There was something disturbingly grown-up about the wry, gnomelike, wisecracking pre-adolescent he played on The Partridge Family (1970-1974). But now that he is an adult, the 45-year-old Danny seems like a child—albeit one afflicted with premature aging syndrome, to judge by his haggard, sad-eyed (yet still freckled) face. In addition to being a recovering alcoholic and former crack addict who once lived in his car behind Mann's Chinese Theater in Hollywood, he admits to being addicted to sex, exercise, and steroids (in Episode 2, we see him shoot up some 'roids before heading to the gym to pump iron). His impulse control is near nil, and his judgment is terrible; in last week's episode, he freely admitted he was too drunk to drive before getting behind the wheel anyway, telling his producers, "You don't have a show if I don't crash." (In the end, the cameras were turned off while the producers wrested the keys away.)

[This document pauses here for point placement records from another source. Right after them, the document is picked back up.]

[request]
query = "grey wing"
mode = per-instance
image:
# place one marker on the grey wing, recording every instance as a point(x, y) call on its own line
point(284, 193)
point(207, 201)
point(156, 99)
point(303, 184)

Yet Bonaduce never comes across as the villain of the show (like one of the orchestrated bad guys on Survivor) or the object of ridicule (like the title buffoon of Being Bobby Brown). In the couple's filmed therapy sessions with Dr. Garry Corgiat, he is laceratingly aware of his shortcomings as a husband and father. The Bonaduces married the same night they met, after a seven-hour blind date; according to Danny, Gretchen refused to have sex before marriage, so he arranged for a quickie ceremony—a stunt he credits with bringing them together, since "nobody would get to know the real me and still marry me." Bonaduce's self-loathing is epic in proportion: "I'm guessing that you guess by now that I'm not my biggest fan," he tells Dr. Corgiat in one early session, later referring to himself as "soulless." Yet he also seems perversely proud of his outsize personality: "I don't want my anger managed," he boasts to Corgiat and Gretchen. "I like my anger. You guys walk around and be all gray. I'm colorful."

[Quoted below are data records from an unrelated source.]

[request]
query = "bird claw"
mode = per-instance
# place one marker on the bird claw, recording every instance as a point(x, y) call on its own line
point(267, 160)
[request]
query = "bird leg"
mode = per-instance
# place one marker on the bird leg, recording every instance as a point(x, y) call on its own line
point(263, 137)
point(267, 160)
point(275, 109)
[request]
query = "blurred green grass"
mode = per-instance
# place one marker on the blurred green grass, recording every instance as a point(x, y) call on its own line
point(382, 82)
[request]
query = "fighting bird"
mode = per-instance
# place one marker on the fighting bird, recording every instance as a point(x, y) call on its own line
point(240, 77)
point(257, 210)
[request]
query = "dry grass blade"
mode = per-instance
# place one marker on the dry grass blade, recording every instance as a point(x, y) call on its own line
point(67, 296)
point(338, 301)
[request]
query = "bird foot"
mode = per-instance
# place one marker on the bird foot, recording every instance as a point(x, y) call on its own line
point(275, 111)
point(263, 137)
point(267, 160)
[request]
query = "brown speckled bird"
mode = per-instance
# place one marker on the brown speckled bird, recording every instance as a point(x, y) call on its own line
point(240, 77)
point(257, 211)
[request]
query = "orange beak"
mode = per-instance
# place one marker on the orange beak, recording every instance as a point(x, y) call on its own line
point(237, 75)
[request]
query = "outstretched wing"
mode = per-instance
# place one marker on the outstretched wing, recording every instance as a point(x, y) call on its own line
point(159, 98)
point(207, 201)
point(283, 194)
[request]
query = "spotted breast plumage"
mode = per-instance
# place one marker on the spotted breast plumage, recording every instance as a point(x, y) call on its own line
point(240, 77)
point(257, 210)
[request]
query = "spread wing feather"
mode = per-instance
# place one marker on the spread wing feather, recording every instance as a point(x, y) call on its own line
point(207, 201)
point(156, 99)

In one masterpiece of convoluted logic, Bonaduce even argues that his children, 10-year-old Isabella and 4-year-old Dante, will benefit from being kept in the dark about their father's problems: "I teach them all the things I don't know," he explains to the shrink. "They will be better people than I for not knowing me." In a wrenching one-on-one session between Gretchen and the doctor, she tearfully recounts how their daughter Isabella responds to their marital meltdown by becoming a mini-enabler: "I can fix this, Mommy. Tell him you'll never leave. We can fix this together."
I think my "breaking point" in watching this was the part where Gretchen recounted her daughter's hysteria over the seemingly unavoidable demise of her parent's marriage. In addition to the quickie marriage, I also recall hearing accounts of her literally laying in the driveway behind his car to keep him from going out to buy drugs. I cringed at the idea of that kind of sick co-dependency but, as an adult, she chose this man, this marriage and this life. The issue I have is that she has now subjected two children with this man and relationship and the daughter, without therapy, may very well end up in a relationship just as horrific as the one her parents have.
Addictions and mental illness aside, I see a big, self-absorbed baby who is married to a parent/wife who has finally gotten tired of playing that role. I don't feel sorry for her (or him) but cannot fathom how she can even consider continuing to expose her children to that madness.